Have you ever been panicked due to you night position?
Certainly “YES”.
“NOON” here is NO-OVERNIGHT .
We take take trade for intraday purpose but never square off unless we get profit to the day. Once we carry forward the trade multiple mind set negativity comes in our mind once market close we research a lot and worry what will happen tomorrow.
Next day we see we are loosing more money than yesterday, now we make an excuse that “I AM AN INVESTOR” .
In couple of days we see that we are loosing and not seeing any improvement so we square off in loss thinking that we would cover all losses by intraday.
Do we do intraday by next time?
“NO” this cycle which we discussed goes forever and we never follow “NOON” rule and neither become trader nor investor.
Read more: about discipline of trading in stock market
Not carrying overnight positions, also known as day trading or intraday trading, can offer several benefits for traders. Day traders open and close all their positions within the same trading day, without holding any positions overnight. Some of the advantages of this approach include:
- Reduced Overnight Risk: Holding positions overnight exposes traders to various overnight risks, such as geopolitical events, economic data releases, and unexpected news that can impact the market when it reopens. By closing all positions before the market closes, day traders avoid these potential risks.
- Avoiding Gap Risk: Overnight gaps occur when the market opens significantly higher or lower than the previous day’s closing price due to news or events that occurred after the market’s close. Day traders can avoid potential losses from these gaps by not holding positions during non-trading hours.
- Less Stress and Emotional Burden: Trading can be emotionally challenging, especially when positions are left open overnight. Day traders don’t have to worry about how the market might move during their sleep or outside trading hours, reducing stress and emotional burden.
- Improved Focus: Day traders focus solely on intraday price action and trends, which can help them develop a more precise and specialized trading strategy. They don’t need to monitor or adjust positions after the market closes, allowing for better concentration during trading hours.
- Quick Decision-Making: Day traders make decisions quickly, as they have limited timeframes to enter and exit trades. This can foster improved discipline and prevent overthinking during trading.
- Less Capital Required: Day trading doesn’t require as much capital as holding positions overnight, as traders don’t need to meet minimum margin requirements for holding positions overnight.
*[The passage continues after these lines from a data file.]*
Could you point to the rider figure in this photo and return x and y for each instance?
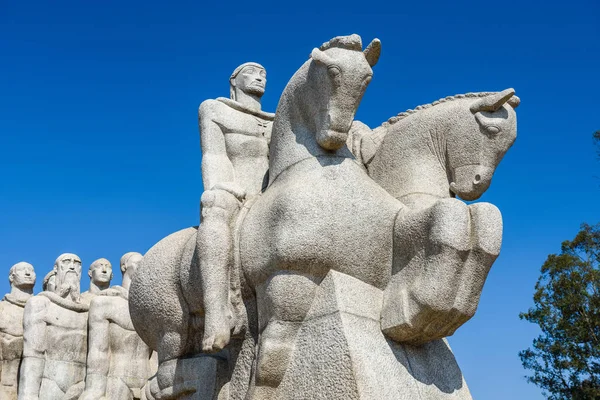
(235, 135)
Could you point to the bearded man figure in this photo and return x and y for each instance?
(119, 363)
(55, 338)
(22, 279)
(235, 135)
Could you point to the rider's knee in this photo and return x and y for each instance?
(217, 202)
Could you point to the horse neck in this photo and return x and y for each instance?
(293, 138)
(411, 161)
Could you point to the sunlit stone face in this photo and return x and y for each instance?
(23, 276)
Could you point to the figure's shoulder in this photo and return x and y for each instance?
(212, 108)
(36, 304)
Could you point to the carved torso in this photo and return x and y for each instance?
(247, 137)
(129, 355)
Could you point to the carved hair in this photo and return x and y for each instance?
(352, 42)
(125, 259)
(514, 102)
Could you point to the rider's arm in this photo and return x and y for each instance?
(34, 337)
(216, 166)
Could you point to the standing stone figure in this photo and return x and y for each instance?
(22, 280)
(193, 267)
(100, 274)
(55, 338)
(235, 136)
(118, 362)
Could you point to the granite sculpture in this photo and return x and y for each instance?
(49, 282)
(55, 338)
(344, 275)
(119, 363)
(100, 273)
(235, 135)
(22, 280)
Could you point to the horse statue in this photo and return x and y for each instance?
(330, 216)
(437, 151)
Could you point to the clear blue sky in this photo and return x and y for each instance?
(99, 151)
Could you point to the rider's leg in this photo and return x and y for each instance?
(214, 250)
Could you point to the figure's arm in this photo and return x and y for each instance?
(98, 351)
(217, 169)
(34, 346)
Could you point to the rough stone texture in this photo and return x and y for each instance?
(22, 280)
(119, 363)
(353, 360)
(201, 299)
(100, 273)
(55, 338)
(353, 263)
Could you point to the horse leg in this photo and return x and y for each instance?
(214, 251)
(486, 237)
(283, 302)
(431, 247)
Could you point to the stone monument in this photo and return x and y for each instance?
(343, 275)
(55, 338)
(235, 136)
(100, 273)
(118, 363)
(22, 280)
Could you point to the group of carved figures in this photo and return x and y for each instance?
(331, 260)
(63, 344)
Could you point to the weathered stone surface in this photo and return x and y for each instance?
(203, 296)
(342, 276)
(55, 338)
(119, 363)
(341, 353)
(100, 273)
(22, 279)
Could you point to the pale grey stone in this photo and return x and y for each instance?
(55, 338)
(342, 277)
(22, 280)
(203, 298)
(100, 273)
(119, 363)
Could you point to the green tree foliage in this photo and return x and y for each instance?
(565, 358)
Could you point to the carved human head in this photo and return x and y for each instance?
(130, 262)
(49, 283)
(339, 73)
(100, 272)
(68, 275)
(22, 275)
(250, 78)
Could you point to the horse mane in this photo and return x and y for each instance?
(410, 112)
(352, 42)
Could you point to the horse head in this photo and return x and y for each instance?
(477, 142)
(337, 77)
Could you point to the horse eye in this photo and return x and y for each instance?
(336, 74)
(494, 130)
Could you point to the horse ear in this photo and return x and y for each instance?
(320, 57)
(492, 102)
(372, 52)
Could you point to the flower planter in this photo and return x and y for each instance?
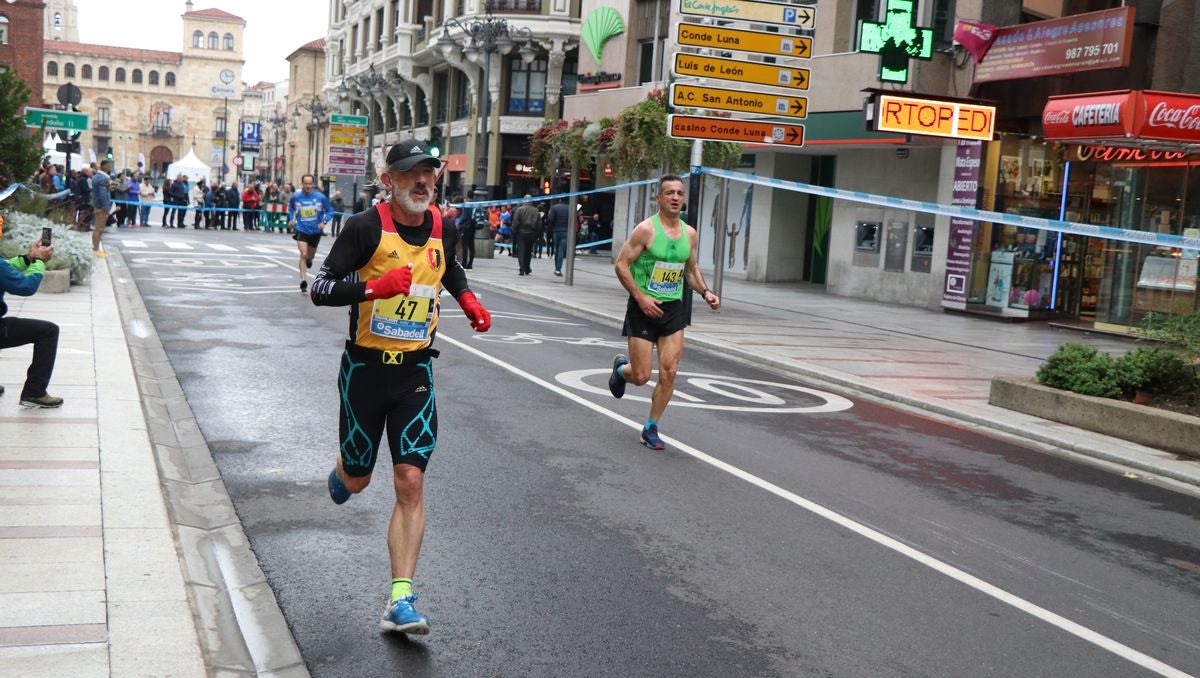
(1147, 426)
(55, 282)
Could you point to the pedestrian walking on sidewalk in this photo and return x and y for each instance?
(389, 267)
(526, 228)
(101, 202)
(652, 265)
(309, 213)
(22, 276)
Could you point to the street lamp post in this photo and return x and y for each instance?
(487, 36)
(369, 85)
(319, 112)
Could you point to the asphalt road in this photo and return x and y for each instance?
(785, 532)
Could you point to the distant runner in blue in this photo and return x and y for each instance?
(309, 213)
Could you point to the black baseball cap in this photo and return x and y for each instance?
(408, 154)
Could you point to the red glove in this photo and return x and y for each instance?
(479, 317)
(395, 281)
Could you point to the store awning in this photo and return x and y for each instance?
(1128, 118)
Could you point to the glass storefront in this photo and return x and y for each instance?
(1113, 285)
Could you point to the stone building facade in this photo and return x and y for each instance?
(21, 45)
(157, 103)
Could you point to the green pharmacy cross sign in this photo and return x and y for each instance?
(897, 40)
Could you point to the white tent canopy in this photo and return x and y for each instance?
(191, 167)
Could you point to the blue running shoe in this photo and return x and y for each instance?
(651, 438)
(616, 384)
(337, 490)
(402, 618)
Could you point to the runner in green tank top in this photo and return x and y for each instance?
(657, 258)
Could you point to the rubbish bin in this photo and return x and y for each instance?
(485, 244)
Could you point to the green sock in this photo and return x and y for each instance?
(401, 588)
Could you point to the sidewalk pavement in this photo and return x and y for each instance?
(120, 553)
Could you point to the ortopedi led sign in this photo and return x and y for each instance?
(933, 118)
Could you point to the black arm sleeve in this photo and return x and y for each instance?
(455, 279)
(337, 283)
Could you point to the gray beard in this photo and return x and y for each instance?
(411, 205)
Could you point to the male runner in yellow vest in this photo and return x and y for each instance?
(389, 265)
(652, 265)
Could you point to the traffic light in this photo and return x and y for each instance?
(436, 141)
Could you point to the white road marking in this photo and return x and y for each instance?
(729, 387)
(993, 591)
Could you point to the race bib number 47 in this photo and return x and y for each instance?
(405, 317)
(666, 277)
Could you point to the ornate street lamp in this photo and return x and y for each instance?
(481, 39)
(277, 124)
(319, 112)
(369, 85)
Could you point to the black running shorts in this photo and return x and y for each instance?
(312, 239)
(639, 325)
(394, 391)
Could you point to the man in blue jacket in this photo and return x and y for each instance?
(22, 276)
(309, 213)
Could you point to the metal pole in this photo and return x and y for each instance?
(571, 221)
(719, 231)
(225, 138)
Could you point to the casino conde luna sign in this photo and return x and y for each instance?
(1126, 115)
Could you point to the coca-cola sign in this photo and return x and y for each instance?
(1171, 117)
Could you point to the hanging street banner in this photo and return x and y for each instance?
(742, 71)
(756, 11)
(739, 101)
(730, 130)
(757, 42)
(53, 119)
(347, 144)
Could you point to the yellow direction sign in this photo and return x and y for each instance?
(759, 42)
(729, 130)
(693, 96)
(742, 71)
(757, 11)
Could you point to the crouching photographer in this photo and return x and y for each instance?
(22, 276)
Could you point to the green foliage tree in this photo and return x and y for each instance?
(19, 151)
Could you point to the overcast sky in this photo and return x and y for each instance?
(274, 29)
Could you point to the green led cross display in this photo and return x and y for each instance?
(897, 40)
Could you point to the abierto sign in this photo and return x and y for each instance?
(934, 118)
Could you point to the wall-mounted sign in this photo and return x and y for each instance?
(759, 42)
(756, 11)
(739, 101)
(1125, 115)
(742, 71)
(727, 130)
(1056, 47)
(933, 118)
(599, 27)
(897, 40)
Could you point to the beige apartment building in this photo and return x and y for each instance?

Despite the benefits, it’s essential to recognize that day trading also comes with its challenges:
- Increased Trading Costs: Day traders may face higher trading costs due to more frequent trades, such as commissions and fees.
- Market Volatility: Intraday trading can be subject to higher market volatility, which may result in rapid price swings and increased risk.
- Time Commitment: Day trading requires active monitoring of the markets during trading hours, which can be time-consuming.
- Limited Opportunities: Not all trading opportunities may be suitable for day trading. Some assets may require longer timeframes to develop a trend or breakout.
Overall, the decision to trade without holding overnight positions depends on a trader’s trading style, risk tolerance, and market conditions. Some traders find success and prefer the faster pace and reduced risk associated with day trading, while others may opt for longer-term strategies that involve holding positions overnight or even for weeks or months.